И так продолжалось без конца. Никто из детей не слушал. Мордион, как обычно, старался, чтобы они не загрустили совсем: он сочинял для них песни и показывал разные фокусы. Как он сейчас понял, одна из причин, по которой он вошел в замок с таким шлейфом волшебства, была в том, что он попросту радовался возможности снова показывать фокусы.
Дети хохотали, когда Мордион создал потешную пародию на Правителя. Фигурка прыгала в воздухе, приговаривая: «Попались! Попались!» – а дети кричали: «Не поймал, не поймал!» Но тут распахнулась дверь, и один из роботов, присматривавших за ними, ворвался в комнату, размахивая ремнем.
– Вы крайне разочаровали Правителей! – нараспев произнес он и ринулся их пороть.
Дети закричали. В первое мгновение они не знали, что делать. Они привыкли, что роботы не обращают на них внимания или отдают им приказы, а тут робот впервые на них набросился. Когда Катион получил серьезную травму, Мордион собрался с силами и сумел оттащить робота в угол, где они с Кессальтой выдернули у него ноги.
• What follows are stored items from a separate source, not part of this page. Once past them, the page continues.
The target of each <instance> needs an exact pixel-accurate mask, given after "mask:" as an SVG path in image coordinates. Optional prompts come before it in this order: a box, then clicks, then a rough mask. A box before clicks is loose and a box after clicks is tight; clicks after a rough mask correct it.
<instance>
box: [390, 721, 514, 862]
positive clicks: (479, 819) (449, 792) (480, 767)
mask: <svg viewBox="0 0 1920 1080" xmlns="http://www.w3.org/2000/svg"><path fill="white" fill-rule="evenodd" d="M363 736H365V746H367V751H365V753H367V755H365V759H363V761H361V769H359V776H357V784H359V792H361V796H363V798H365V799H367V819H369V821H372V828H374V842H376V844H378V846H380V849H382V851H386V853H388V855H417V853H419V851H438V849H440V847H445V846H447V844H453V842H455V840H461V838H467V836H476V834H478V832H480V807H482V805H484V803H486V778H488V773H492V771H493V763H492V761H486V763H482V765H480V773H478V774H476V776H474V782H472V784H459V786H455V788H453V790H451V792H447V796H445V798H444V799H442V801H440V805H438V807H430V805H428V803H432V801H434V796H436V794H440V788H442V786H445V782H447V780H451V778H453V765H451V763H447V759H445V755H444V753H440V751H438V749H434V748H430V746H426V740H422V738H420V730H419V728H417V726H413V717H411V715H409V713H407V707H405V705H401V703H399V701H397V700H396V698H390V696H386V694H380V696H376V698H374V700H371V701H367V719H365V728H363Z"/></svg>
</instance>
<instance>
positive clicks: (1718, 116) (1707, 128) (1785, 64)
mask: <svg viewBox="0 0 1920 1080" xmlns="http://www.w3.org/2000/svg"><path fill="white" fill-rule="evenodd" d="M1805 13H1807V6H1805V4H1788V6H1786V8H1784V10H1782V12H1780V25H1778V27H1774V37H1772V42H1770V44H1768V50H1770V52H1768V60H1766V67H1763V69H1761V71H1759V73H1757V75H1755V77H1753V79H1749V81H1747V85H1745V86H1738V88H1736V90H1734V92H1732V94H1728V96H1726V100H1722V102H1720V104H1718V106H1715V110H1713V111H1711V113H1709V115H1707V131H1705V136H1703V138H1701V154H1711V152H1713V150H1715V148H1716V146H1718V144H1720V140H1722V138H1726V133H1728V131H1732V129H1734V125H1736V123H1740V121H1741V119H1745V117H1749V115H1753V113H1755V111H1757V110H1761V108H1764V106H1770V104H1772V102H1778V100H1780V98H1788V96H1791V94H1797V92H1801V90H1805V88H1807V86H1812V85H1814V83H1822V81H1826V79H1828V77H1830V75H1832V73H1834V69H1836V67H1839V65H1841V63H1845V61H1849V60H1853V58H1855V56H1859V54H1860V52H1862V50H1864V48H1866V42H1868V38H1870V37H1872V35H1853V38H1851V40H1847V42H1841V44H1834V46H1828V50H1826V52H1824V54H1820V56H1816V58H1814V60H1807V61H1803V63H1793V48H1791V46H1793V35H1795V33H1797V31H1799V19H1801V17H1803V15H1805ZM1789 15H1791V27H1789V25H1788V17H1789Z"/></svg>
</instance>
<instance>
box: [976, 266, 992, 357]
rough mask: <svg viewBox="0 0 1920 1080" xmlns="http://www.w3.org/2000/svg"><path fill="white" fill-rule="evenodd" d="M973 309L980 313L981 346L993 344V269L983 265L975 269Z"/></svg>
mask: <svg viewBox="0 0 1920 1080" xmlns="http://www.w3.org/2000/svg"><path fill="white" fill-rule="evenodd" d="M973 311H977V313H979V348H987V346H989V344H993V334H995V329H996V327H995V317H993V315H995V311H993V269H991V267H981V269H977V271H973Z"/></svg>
Однако робот все еще пытался встать и замахивался на них ремнем. Он оказался на редкость сильным. В конце концов Мордион проткнул противнику голову чем-то наподобие поспешно изобретенного волшебного болта, а потом выкорчевал кое-что из его механизмов, и только тогда робот затих.
Люди, присматривавшие за детьми, наказали Мордиона за поломку робота, но боль от наказания была далеко не такой сильной, как воспоминание о тех пяти пропавших детях, которых он защищал все свое детство.
– Почему ты их защищал? – поинтересовался Баннус.
– Кто-то должен был это делать, – ответил Мордион.
А сам подумал: причина, по которой он мог это делать, была не только в том, что он был выше и умнее – это в любом случае нечестно, – а в том, что у него в голове иногда разговаривали три голоса. Голоса объясняли ему: то, что происходит, – неправильно. А еще они рассказывали ему о более просторных и счастливых мирах, чем тот, в котором жили шестеро детей. Мордион сильно разволновался, узнав, что голоса эти принадлежали людям, находившимся во множестве световых лет отсюда и обращавшимся к нему из глубины веков. Он всегда жалел, что ни близнецы, ни Кессальта голосов не слышат. Обычно эти голоса разговаривали, когда Мордион прилежно изучал все то, что им полагалось изучать. Они проходили разные предметы и занимались физкультурой по восемь и более часов в день. Правители хотели, чтобы их Слуги были хорошо образованны, – так объяснили детям. Если кто-то из них проявлял упрямство, приходили роботы. Теперь, после того робота с ремнем, дети их боялись. И вечно звучал шепот, говоривший детям, что сами они ничто и должны любить Правителей. Голоса в голове Мордиона помогали ему все это выносить. Однако голоса начали постепенно стихать после того, как в обиход ввели Шлемы.
– Об этом я не желаю думать, – простонал Мордион. – Как часто я оказывался здесь и меня заставляли вспоминать?
– Ты здесь впервые, – ответил Баннус. – Мои действия перестали повторяться, когда ты наконец решил явиться в замок. Тебе кажется, что ты часто здесь бывал, потому что эти воспоминания всегда были у тебя в голове. Ты доставил мне немало хлопот. Мне даже пришлось притормозить многие из моих действий, когда я побуждал тебя убрать блоки, которыми ты был обременен. Это отняло столько времени, что стало трудно заниматься всеми остальными.
– Но зачем ты вообще занимался этим? – прохрипел Мордион.
– Потому что ты продемонстрировал способность управлять моими действиями, – объяснил Баннус. – Сперва ты настоял на том, чтобы принять обличье рептилии. Потом, когда я сделал так, чтобы Лес подтолкнул тебя принять человеческий облик, ты настоял на том, чтобы самому приглядывать за Челом. Это в мои планы не входило. Чел должен был вырасти в Лесу под присмотром Яма.
Мордион решил, что, наверное, сохранил привычку заботиться о детях. Вероятно, это единственное известное ему занятие, приносившее радость. А может, он хотел, чтобы детство у Чела было счастливее его собственного. «Уж это-то устроить было нетрудно», – подумал Мордион.
– И все равно не понимаю, зачем ты тратил на меня время.